Number six, you have to have hope for the future to be able to move forward.  One thing I’ve learned, especially when I’ve been given news that there is no hope for a change in my vision, is that I have to believe that there is hope in the future, whether it be through new surgeries, new technology, or what else is coming in the next five to ten years. I have hope and I have a true belief that eventually they will find a way to fix what I have.  Having that hope and having the positive perspective is what keeps me moving forward every day.  Having hope, believing in things, and believing that you will move forward and that things will be different, that you will see the light at the end of the tunnel, even if you can’t see like me, is really the most important thing in getting through a change process, is seeing the end in sight, knowing what it is, and having hope that things are going to be better and things are going to work out.
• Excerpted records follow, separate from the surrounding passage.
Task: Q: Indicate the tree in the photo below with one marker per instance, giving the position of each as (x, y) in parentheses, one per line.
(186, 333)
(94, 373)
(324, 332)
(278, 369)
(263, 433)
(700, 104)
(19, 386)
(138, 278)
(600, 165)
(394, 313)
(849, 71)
Number seven, you will grow as a person and learn when you go through changes, we just can’t help it.  Going through a change, especially one that is traumatic, changes you forever.  Changes who you are.  Changes how you deal with things.  Changes how you see things.  You’re never going to be the same again and that’s a good thing because in the midst of change is a great deal of learning, if you are willing to have vision and perspective and if you are willing to continually ask yourself the question “What am I supposed to be learning from this?”  What I ask myself now that I don’t have sight is, “What am I supposed to see without my sight? What am I supposed to learn?  How am I supposed to grow?  How will I be different from this and how will that be a good thing, a better thing?  How will I become a better person because of this?”  In any change process, you can become stronger. You can become better. You will be different.
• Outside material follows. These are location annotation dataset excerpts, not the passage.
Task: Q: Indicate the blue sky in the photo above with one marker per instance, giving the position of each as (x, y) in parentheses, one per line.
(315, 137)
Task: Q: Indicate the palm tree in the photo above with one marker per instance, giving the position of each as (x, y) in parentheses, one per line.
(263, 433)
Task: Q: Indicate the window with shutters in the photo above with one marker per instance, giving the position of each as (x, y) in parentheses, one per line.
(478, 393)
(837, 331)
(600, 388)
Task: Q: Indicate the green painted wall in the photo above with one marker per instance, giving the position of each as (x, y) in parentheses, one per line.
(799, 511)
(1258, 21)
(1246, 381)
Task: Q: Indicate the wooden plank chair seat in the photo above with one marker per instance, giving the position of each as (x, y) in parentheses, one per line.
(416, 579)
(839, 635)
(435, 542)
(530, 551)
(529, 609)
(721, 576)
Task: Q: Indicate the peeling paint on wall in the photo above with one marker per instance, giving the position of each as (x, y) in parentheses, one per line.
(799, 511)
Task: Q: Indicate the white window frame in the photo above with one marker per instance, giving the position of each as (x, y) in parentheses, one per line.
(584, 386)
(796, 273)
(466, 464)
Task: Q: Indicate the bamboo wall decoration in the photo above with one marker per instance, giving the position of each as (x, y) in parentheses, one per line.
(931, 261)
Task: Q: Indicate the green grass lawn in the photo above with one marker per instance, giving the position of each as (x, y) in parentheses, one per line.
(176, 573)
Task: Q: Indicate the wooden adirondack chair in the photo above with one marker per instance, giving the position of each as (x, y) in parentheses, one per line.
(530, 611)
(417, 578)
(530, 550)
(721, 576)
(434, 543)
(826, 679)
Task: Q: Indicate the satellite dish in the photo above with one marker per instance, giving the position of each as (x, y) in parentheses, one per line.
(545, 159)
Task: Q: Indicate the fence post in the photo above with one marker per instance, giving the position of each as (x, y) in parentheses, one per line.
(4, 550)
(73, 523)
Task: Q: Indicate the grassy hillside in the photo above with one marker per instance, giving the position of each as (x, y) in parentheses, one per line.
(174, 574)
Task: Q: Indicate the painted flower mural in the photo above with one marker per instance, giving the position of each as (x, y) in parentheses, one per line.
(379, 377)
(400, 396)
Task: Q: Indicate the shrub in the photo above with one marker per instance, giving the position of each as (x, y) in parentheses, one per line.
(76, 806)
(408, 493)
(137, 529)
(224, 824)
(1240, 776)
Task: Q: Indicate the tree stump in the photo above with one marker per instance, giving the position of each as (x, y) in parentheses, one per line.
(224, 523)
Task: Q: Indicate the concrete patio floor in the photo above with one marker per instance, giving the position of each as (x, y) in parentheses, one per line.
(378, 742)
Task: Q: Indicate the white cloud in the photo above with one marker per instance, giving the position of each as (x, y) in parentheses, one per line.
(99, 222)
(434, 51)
Number eight, maybe this sounds like a contradiction, but, just because something changes about you, even something radical, doesn’t change who you are as a person.  I, as now a visually impaired person, am pretty much the same I was as a sighted person.  I try to live my life in the same way.  I have my same mission, my same purpose, my same values.  So having something different about you, even if it was a disability that you didn’t have before doesn’t make you a different human being.  Yes, you do things differently, you have different perspectives, you adapt, you change.  But the core of who you are, especially when you know who you are remains the same.  That’s important to know because know that even though something about you is different, you at the core are the same and you can’t be discounted or disrespected or allow yourself to be taken advantage of, even in your time of vulnerability, even in your time of disability.  You are still at the core, who you are, and if who you are is strong and centered and grounded, that is still who you are and sometimes you have to remind yourself of that.